Although introns offered the greatest phylogeographic resolution for both Collembolons, the value of anonymous nuclear sequence-markers should not be understated. Because different loci can vary widely in their histories [23, 24], sampling additional individuals (after a certain point) is far less informative than sampling additional unlinked loci [34, 36]. In the present study, comparative analysis of genes within species confirmed that stochastic variance among loci can be considerable. Although there were some notable differences in spatial structuring, Acanthanura n. sp. loci Uc180 and Uc3 both produced star-shaped phylogenies, consistent with expectations for an exponentially growing population . In contrast, UcEF-1α showed marked phylogeographic structuring, with multiple putative 'ancestral' allele haplotypes occupying central positions in the cladogram, each associated with a series of closely-related descendants. This case study illustrates that multiple nuclear sequence markers have the potential to radically alter population inferences.

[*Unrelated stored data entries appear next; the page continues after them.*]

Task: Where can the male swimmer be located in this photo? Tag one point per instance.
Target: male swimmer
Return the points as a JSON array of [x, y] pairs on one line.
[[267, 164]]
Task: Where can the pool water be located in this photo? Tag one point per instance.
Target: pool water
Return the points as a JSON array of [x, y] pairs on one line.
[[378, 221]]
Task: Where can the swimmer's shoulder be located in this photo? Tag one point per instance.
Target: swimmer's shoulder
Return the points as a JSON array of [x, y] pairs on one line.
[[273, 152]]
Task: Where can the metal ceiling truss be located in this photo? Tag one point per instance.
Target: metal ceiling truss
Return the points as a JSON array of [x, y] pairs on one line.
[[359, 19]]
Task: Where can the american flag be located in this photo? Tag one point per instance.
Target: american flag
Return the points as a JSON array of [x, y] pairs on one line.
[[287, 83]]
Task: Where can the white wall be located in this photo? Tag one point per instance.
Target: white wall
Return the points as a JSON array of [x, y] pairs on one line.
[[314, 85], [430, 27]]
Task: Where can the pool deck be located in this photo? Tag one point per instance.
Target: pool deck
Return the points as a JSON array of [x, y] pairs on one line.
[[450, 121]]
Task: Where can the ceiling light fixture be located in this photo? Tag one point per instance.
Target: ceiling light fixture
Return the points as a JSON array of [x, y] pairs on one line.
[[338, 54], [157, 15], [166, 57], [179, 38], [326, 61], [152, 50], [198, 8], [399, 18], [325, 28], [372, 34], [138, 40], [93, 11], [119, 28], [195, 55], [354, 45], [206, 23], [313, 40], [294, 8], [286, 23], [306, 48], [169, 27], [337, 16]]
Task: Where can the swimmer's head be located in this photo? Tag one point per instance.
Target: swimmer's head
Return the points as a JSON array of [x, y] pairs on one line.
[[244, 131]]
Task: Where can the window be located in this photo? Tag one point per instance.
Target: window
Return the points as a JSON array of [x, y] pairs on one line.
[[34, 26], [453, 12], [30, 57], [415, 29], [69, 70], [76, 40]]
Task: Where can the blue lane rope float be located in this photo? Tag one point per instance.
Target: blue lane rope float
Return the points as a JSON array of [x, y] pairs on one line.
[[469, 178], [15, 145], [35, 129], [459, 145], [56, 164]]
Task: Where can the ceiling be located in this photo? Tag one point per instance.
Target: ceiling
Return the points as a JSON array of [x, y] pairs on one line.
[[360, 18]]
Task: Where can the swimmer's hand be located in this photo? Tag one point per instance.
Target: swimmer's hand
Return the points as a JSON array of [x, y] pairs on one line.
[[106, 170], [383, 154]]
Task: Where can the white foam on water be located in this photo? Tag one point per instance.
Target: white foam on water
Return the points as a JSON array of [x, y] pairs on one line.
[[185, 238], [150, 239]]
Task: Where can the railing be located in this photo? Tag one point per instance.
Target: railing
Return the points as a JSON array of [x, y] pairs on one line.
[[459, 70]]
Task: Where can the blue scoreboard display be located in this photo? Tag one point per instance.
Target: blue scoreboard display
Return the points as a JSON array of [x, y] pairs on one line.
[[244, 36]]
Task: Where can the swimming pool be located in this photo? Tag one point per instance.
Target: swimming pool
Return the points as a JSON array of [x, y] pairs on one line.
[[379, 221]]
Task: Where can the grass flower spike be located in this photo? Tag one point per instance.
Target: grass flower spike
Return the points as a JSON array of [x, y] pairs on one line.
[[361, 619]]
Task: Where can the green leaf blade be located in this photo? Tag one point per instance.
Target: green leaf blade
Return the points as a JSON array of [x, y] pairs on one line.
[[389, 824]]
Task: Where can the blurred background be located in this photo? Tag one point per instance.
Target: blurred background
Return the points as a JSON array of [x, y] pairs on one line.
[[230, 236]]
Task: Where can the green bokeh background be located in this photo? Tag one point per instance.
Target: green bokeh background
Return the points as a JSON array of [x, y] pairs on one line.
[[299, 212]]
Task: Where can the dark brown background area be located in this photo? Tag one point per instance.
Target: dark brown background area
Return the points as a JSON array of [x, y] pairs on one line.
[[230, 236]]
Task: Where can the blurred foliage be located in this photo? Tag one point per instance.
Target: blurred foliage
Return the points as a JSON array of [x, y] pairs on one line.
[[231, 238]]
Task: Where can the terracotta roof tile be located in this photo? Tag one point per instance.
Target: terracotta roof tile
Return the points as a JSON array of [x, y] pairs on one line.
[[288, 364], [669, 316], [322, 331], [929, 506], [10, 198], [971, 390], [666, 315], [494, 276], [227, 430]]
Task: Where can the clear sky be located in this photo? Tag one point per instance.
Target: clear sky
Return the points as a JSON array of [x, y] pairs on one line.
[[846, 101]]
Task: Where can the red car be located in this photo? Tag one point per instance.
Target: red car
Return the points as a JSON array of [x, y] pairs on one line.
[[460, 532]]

Recovering intraspecific nuclear gene trees that have not been severely compromised by recombination or selection presents considerable theoretical, biological, and analytical challenges [8–10]. Using the comprehensive SSCP-based approach presented here, we have shown that technical hurdles such as (i) developing suitably polymorphic nuclear loci for non-model organisms, (ii) physically isolating nuclear allele haplotypes from diploid tissues and (iii) genotyping population samples on the basis of DNA sequence variation can be feasibly overcome. While it is true that in some circumstances SSCP coupled with targeted DNA sequencing can become a relatively time-consuming and expensive genotyping procedure (see above), this is probably true of any technique currently available.
Taxon sampling, study site and DNA isolation
The two focal Collembola represent new species, and have been clearly characterized (P. Greenslade, taxonomic descriptions in preparation). No genetic information for animals of the same genera (and in one case, subfamily) was available prior to the present research program. Between 1997 and 2004, 203 specimens of Acanthanura n. sp. and 380 Pseudachorutinae n. sp. were collected from 130 rotting logs along a ~100 km transect traversing Tallaganda State Forest (SF), Tallaganda National Park (NP), Deua NP and Badja SF (collectively referred to as 'Tallaganda'), in south-east New South Wales (NSW), Australia. Genomic DNA was isolated using a simplified 2× cetyltrimethylammonium bromide (CTAB) protocol, modified after Murray & Thompson .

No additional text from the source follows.